Calculate Δ for tetrahedral \(\ce{Ni^{2+}}\) when coordinated with the following ligands, given the parameters eσ and eπ.¹

\(\ce{PPh3}\) with \(eσ = 5,000 \, \text{cm}^{-1}\) and \(eπ = -1,750 \, \text{cm}^{-1}\)
\(\ce{Cl^{-}}\) with \(eσ = 3,900\, \text{cm}^{-1}\) and \(eπ = 1,500 \, \text{cm}^{-1}\)
\(\ce{Br^{-}}\) with \(eσ = 3,600\, \text{cm}^{-1}\) and \(eπ = -1,000 \, \text{cm}^{-1}\)

Solution

This question is a direct application of Equation \ref{eq1}:

\(\ce{PPh3}\): \[\begin{align*} Δ &= 3eσ - 4eπ \\[4pt] &= 3(5,000) - 4(-1,750) cm^{-1} \\[4pt] &= 22,000\, \text{cm}^{-1}.\end{align*} \nonumber \]
\(\ce{Cl^{-}}\): \[\begin{align*}Δ &= 3(3,900) - 4(1,500) \\[4pt] &= 5,700 \, \text{cm}^{-1}.\end{align*} \nonumber \]
\(\ce{Br^{-}}\): \[\begin{align*}Δ &= 3(3,600) - 4(1,000) \\[4pt] &= 6,800 \, \text{cm}^{-1}.\end{align*} \nonumber \]

Example \(\PageIndex{2}\)

AOM parameters eσ were calculated from spectroscopic data for a series of bidentate nickel complexes with octahedral geometry, \(\ce{Ni(en')2(NCS)2}\).²

en' = \(\ce{H2NCH2CH2NH2}\) with eσ = 4,010 cm-1
en' = \(\ce{(CH3)2NCH2CH2N(CH3)2}\) with eσ = 3,165 cm-1
en' = \(\ce{(CH3CH2)2NCH2CH2NH2}\) with eσ = 2,485 cm-1 (\(\ce{-NEt2}\)); eσ = 4,650 cm-1 (\(\ce{-NH2}\))

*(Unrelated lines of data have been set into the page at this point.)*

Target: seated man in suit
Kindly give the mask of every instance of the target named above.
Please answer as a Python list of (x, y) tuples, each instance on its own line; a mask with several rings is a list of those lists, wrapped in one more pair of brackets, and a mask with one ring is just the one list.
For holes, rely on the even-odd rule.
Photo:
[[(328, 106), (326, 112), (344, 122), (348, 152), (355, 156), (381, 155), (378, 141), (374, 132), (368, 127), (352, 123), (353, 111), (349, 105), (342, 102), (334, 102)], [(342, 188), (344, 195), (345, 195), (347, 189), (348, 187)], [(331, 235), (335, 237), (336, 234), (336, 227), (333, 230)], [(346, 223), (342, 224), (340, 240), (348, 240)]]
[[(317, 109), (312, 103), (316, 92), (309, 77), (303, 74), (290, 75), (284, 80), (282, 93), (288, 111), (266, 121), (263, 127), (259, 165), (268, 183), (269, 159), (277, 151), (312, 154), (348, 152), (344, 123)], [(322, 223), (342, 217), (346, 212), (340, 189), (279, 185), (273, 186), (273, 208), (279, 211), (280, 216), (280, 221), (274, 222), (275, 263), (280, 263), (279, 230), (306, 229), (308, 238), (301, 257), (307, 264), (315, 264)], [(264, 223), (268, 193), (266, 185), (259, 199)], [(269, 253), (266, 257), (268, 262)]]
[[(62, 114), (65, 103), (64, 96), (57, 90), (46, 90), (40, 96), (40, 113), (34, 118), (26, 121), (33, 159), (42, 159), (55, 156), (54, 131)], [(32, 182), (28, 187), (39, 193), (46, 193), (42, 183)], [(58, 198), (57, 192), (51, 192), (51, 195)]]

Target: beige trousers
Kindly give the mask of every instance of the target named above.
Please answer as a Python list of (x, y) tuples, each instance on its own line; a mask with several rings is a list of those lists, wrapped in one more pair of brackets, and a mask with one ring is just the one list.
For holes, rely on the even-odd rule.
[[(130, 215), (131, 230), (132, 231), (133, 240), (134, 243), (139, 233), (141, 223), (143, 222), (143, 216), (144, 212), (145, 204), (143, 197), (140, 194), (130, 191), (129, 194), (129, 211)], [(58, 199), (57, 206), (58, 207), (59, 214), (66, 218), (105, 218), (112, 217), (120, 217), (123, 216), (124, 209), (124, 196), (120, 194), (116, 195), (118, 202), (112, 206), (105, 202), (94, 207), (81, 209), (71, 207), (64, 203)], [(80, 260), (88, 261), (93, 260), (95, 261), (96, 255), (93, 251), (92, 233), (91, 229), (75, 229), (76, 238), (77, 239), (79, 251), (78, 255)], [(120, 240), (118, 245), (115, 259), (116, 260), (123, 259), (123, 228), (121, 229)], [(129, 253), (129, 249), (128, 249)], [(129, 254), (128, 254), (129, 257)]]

Explain the reasons for the differences in the eσ values.

Solution

Greater steric hindrance appears to decrease the interaction between the sigma donor and the metal. Thus, the magnitude of eσ decreases from the least hindered \(\ce{-NH2}\) group to the most hindered \(\ce{NEt2}\) group.

References

Figgis, B. N.; Hitchman, M. A. Ligand Field Theory and Its Applications. Wiley-VCH: New York, 2000, p. 71.
Lever, A. B. P.; Walker, I. M.; McCarthy, P. J.; Mertes, K. B.; Jircitano, A.; Sheldon, R. "Crystallographic and Spectroscopic Studies of Low-Symmetry Nickel(II) Complexes Possessing Ling Nickel-Nitrogen Bonds", Inorg. Chem. 1983, 22, 2252-8.